Views: 0
Başbakan Ünal Üstel, Öğretmen (Değişiklik) Yasa Tasarısı ile ilgili düzenlemelerin gençlerin önünü açacağını dile getirerek, “Ülkedeki eğitim istenen noktaya gelene kadar gereken neyse onu yapacağız” dedi.
Cumhuriyet Meclisi Genel Kurulu’nda “Öğretmenler (Değişiklik) Yasa Tasarısı” görüşülmeye devam ediyor.
Başbakan Ünal Üstel, ülke ve vatandaşların önünü açacak, geleceğe yönelik olumlu yansımaları olacak yasaların sırasıyla geçirileceğini söyledi.
Üstel, Meclis’te yaptığı konuşmada, 62. maddeden yapılan konuşmalara cevap verme gibi bir mecburiyeti olmadığını söyledi. “Ağzımız, dilimiz var, beynimiz çalışıyor” diyen ÜStel, bakanlık dönemlerinde de, Başbakanlık görevinde de ne yaptığının ortada olduğunu kaydetti.

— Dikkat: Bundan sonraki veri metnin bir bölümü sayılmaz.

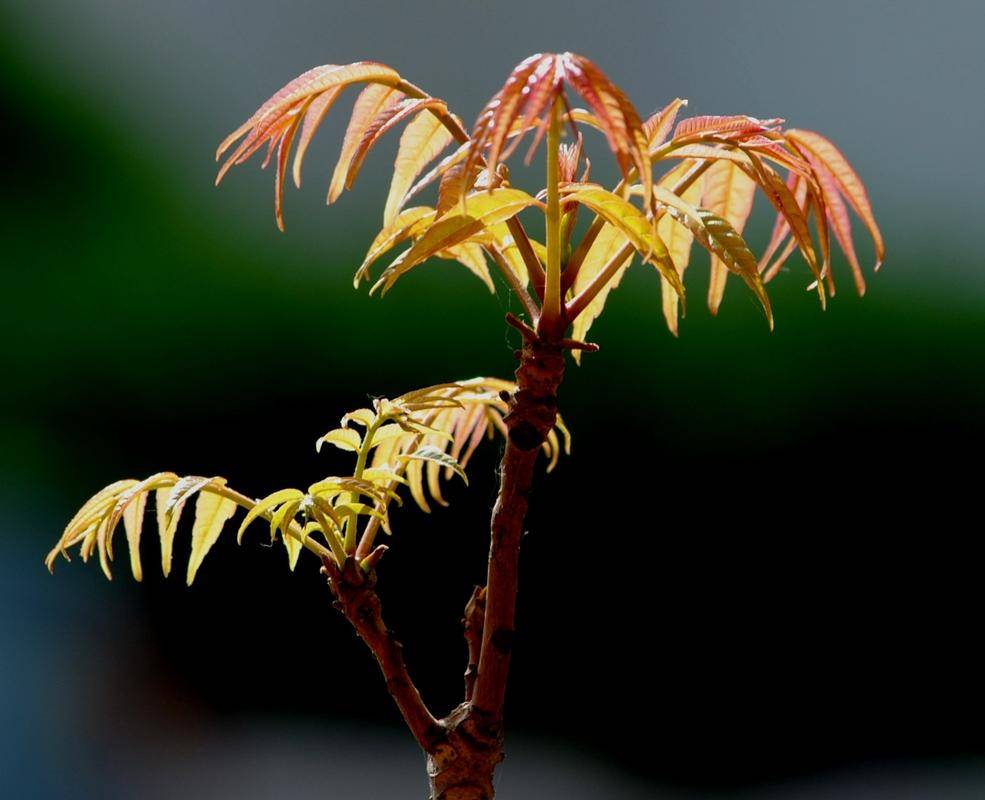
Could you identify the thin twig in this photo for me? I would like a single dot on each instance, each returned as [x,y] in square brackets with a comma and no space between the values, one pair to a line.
[356,598]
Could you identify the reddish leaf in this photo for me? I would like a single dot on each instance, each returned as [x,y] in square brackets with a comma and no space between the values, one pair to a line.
[848,181]
[737,124]
[373,100]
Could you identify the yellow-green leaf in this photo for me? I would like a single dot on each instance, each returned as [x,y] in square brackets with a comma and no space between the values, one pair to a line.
[342,438]
[481,210]
[421,142]
[607,244]
[212,512]
[678,239]
[729,194]
[720,239]
[133,523]
[263,507]
[639,231]
[440,457]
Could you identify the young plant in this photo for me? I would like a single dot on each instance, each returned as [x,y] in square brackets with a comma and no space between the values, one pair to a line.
[686,181]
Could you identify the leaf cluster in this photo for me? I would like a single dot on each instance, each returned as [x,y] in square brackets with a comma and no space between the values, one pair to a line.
[409,444]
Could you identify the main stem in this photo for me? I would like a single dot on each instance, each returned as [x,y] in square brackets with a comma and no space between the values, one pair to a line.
[551,314]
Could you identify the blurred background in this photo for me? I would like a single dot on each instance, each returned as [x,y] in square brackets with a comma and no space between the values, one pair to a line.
[757,576]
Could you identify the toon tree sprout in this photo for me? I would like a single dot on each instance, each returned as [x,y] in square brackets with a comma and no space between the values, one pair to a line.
[683,181]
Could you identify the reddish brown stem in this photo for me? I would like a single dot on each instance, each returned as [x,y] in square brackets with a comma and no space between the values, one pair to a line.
[533,412]
[475,611]
[356,598]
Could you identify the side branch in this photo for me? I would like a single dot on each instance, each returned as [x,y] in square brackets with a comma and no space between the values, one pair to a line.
[475,610]
[357,600]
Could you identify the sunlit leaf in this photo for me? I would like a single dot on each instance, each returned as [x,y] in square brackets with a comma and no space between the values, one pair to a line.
[421,142]
[212,512]
[720,239]
[735,124]
[848,181]
[728,193]
[658,127]
[342,438]
[385,121]
[678,239]
[373,100]
[265,506]
[639,231]
[440,457]
[610,240]
[482,209]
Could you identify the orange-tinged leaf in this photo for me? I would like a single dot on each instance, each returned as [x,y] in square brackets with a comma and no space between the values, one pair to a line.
[783,200]
[423,140]
[372,100]
[735,124]
[283,153]
[841,225]
[506,107]
[847,179]
[678,239]
[384,122]
[720,239]
[313,82]
[313,117]
[409,223]
[470,255]
[781,231]
[455,184]
[620,120]
[658,127]
[707,152]
[729,194]
[639,231]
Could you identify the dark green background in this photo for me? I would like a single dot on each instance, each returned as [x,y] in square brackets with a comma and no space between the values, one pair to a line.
[762,555]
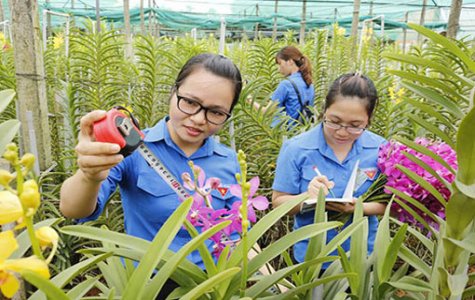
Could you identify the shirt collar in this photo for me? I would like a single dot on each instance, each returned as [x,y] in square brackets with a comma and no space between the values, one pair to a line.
[160,132]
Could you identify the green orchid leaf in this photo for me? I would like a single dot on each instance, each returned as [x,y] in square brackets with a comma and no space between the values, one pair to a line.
[392,253]
[9,130]
[82,288]
[435,96]
[269,280]
[44,285]
[412,284]
[71,273]
[261,227]
[281,245]
[466,154]
[162,240]
[23,240]
[210,283]
[126,241]
[446,43]
[415,261]
[300,290]
[459,213]
[468,243]
[152,289]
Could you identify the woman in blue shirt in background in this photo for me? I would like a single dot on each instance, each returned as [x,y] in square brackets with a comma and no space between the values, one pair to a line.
[202,99]
[297,69]
[333,147]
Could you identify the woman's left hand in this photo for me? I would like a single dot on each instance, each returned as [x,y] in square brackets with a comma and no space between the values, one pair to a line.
[346,207]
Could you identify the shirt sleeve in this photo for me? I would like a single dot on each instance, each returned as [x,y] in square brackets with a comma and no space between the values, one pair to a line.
[108,187]
[280,94]
[287,174]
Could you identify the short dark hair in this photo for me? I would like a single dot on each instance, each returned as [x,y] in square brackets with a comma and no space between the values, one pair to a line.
[353,84]
[216,64]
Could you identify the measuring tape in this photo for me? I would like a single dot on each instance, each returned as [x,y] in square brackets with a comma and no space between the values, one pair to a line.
[120,127]
[161,170]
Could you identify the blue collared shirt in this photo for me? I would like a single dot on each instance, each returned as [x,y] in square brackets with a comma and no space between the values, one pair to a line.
[287,98]
[148,201]
[295,170]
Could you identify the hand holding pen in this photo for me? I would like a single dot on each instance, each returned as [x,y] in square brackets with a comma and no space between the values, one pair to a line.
[318,182]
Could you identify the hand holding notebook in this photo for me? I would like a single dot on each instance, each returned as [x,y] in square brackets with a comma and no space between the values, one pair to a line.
[347,195]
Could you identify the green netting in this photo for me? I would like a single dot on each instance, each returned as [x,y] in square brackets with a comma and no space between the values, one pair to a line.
[245,15]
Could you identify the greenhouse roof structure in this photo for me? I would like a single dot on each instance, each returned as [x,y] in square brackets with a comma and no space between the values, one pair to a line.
[180,15]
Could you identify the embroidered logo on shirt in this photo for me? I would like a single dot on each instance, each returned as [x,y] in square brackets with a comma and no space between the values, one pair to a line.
[363,175]
[223,190]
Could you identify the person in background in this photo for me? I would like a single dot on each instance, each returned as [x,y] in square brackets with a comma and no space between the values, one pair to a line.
[296,90]
[202,99]
[333,147]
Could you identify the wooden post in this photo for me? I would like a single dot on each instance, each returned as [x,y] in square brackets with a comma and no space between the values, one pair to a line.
[302,24]
[128,34]
[422,19]
[31,86]
[404,30]
[355,22]
[274,29]
[454,18]
[142,18]
[1,11]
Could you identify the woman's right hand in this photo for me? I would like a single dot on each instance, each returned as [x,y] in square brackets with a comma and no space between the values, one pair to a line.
[317,183]
[95,159]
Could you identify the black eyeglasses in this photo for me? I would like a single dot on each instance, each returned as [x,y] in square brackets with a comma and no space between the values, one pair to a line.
[192,107]
[349,129]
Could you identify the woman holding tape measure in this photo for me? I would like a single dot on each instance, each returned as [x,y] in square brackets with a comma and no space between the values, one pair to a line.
[295,94]
[325,156]
[204,94]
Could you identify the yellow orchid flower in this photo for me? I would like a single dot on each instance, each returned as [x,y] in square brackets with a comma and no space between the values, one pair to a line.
[10,207]
[8,282]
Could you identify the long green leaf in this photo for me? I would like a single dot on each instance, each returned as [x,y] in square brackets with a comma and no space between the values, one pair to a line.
[210,283]
[427,63]
[167,270]
[466,155]
[435,96]
[280,246]
[408,283]
[45,286]
[6,96]
[303,288]
[136,287]
[391,254]
[70,273]
[415,261]
[123,240]
[264,224]
[446,43]
[9,130]
[82,288]
[267,281]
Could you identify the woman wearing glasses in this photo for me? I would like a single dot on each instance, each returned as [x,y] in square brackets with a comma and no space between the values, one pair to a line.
[202,99]
[324,157]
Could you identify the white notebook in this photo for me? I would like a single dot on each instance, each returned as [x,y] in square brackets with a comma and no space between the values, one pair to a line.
[309,204]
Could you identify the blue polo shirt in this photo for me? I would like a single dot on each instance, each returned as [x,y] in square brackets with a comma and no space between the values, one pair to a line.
[148,201]
[295,170]
[287,98]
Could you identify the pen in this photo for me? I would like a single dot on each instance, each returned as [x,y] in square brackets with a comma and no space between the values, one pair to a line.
[320,174]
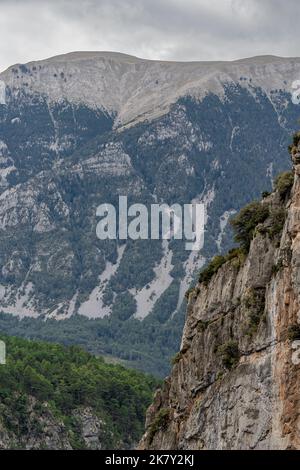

Birlik beraberlik içerisinde tüm bu yasaları görüşmek için çok mücadele verdiklerini ancak böyle olmadığını, engellemeler olunca yasaları geçirdiklerini kaydeden Üstel, “Daha iyi bir gelecek ve eğitim için yasada görüşler bir noktaya geldiyse ve bütün diyaloglara rağmen engelleme oluyorsa, vatandaşlar, gençler için yasanın geçirileceğini” söyledi.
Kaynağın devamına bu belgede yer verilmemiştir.